A presença do Estado na educação no período imperial era quase imperceptível, pois

estávamos diante de uma sociedade escravagista, autoritária e formada para atender a uma

minoria encarregada do controle sobre as novas gerações. Ficava evidenciada a contradição

da lei que propugnava a educação primária para todos, mas na prática não se concretizava.

O governo imperial atribuía às províncias “[...]a responsabilidade direta pelo ensino primário e

secundário, através das leis e decretos que vão sendo criados e aprovados, sem que seja

aplicado, pois não existiam escolas e poucos eram os professores.”(NASCIMENTO,2004, p.

95).

Em 1879, a reforma de Leôncio de Carvalho instituiu a liberdade de ensino, o que

possibilitou o surgimento de colégios protestantes e positivistas. Em 1891, Benjamim

Constant, baseado nos ensinamentos de Augusto Comte, elaborou uma reforma de ensino de

nítida orientação positivista, defensora de uma ditadura republicana dos cientistas e de uma

educação como prática neutralizadora das tensões sociais.

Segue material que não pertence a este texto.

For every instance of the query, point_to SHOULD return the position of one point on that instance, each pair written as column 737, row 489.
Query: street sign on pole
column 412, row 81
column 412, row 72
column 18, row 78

O mundo desenvolvido caminhava para uma organização econômica que era

considerada “mundial”, onde o ideal para os teóricos idealizadores desta economia era

assegurar a divisão internacional do trabalho para que “[...] garantisse o crescimento máximo

da economia.[...] não tinha sentido tentar produzir bananas na Noruega, pois elas podiam ser

produzidas muito mais barata em Honduras.” (HOBSBAWM, 1992, p.66)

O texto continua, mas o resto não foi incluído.